1) Checking if the following names are Russian or English.

In [259]:
# predicting the following names
names = ["Fergus", "Angus", "Boston", "Austin", "Dankworth", "Denkworth", "Birtwistle", "Birdwhistle"]

reshape_feature = cv.transform(names)
english_res = english_model.predict(reshape_feature)
russian_res = russian_model.predict(reshape_feature)

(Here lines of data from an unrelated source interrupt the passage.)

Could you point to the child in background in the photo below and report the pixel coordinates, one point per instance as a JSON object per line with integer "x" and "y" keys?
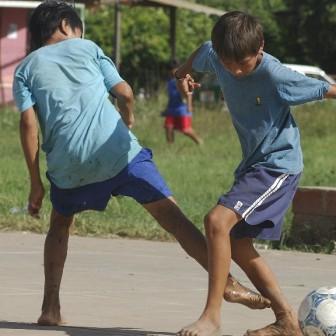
{"x": 178, "y": 115}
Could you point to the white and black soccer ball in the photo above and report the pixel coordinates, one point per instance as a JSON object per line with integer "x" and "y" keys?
{"x": 317, "y": 312}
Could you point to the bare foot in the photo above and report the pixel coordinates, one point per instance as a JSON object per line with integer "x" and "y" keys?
{"x": 201, "y": 327}
{"x": 237, "y": 293}
{"x": 50, "y": 319}
{"x": 286, "y": 325}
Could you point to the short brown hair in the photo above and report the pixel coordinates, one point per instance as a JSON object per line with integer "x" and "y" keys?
{"x": 237, "y": 35}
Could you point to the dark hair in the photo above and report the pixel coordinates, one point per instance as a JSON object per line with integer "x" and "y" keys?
{"x": 237, "y": 35}
{"x": 47, "y": 17}
{"x": 173, "y": 64}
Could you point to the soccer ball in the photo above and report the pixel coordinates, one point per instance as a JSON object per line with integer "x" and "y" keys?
{"x": 317, "y": 312}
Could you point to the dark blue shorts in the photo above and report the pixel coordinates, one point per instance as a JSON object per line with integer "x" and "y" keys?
{"x": 140, "y": 179}
{"x": 261, "y": 197}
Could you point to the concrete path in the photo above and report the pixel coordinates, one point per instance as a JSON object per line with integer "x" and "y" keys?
{"x": 119, "y": 287}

print(f"English Model Results: \n {english_res} \n")
print(f"Russian Model Results: \n {russian_res}")

English Model Results: 
 [ 0.43234363  0.28832746  0.40257493 -0.11332377  0.12043297  0.43754444
  0.0987624   0.03762174] 

Russian Model Results: 
 [0.45579119 0.57100412 0.47960615 0.89232511 0.70531972 0.45163054
 0.72265617 0.7715687 ]


Note: The english model does not see any of the above names as being of English origin. What's interesting is that it sees most of them more as Russian names.

---

2) Predicting the most likely possible name

In [260]:
from nltk.corpus.reader.plaintext import PlaintextCorpusReader

from nltk import bigrams, trigrams
from collections import defaultdict, Counter

In [261]:
# opening list of english names pulled from the United States Navy Academy
names = open("data_set/corpus/name_catalog.txt", "r")
names_df = [x.rstrip() for x in names.readlines()]
names_df = [x.lower() for x in names_df]

In [262]:
# convert list of names to ngrams
name_gram = generate_ngrams(names_df)

In [263]:
# write list of ngrams to a file. This will be our corpus.
path = "data_set/corpus/name_corpus/name_gram.txt" 
dict(name_gram)
f = open(path, 'w') 
for n in name_gram:
    f.write(n + "\n")

f.close()

In [264]:
# read from the corpus we just created
corpus_root = 'data_set/corpus/name_corpus/'
names_txt = PlaintextCorpusReader(corpus_root, '.*')
names_txt.words('name_gram.txt')

['mic', 'ich', 'cha', 'hae', 'ael', 'el', 'chr', 'hri', ...]

In [265]:
# creating new english model for predicting the name
eng_name_model = defaultdict(lambda: defaultdict(lambda: 0))

In [266]:
for sentence in names_txt.sents():
    for c1, c2 in bigrams(sentence, pad_right=True, pad_left=True):
        eng_name_model[c1][c2] += 1

In [267]:
# count probabilities
for c1 in eng_name_model:
    total_count = float(sum(eng_name_model[c1].values()))
    for c2 in n_gram_model[c1]:
        eng_name_model[c1][c2] /= total_count

In [268]:
test_names = ["Lou", "Ber", "Cul", "Ede", "Zjo"]

for name in test_names:
    name = name.lower()
    print(f"{name} -> {dict(eng_name_model[name])}")

lou -> {'oui': 2}
ber -> {'ert': 2}
cul -> {'ull': 2}
ede -> {'ryl': 2}
zjo -> {}


----
### Improvements

----

The model needs to be tested on more english data. It appears to be more partial to Russian names.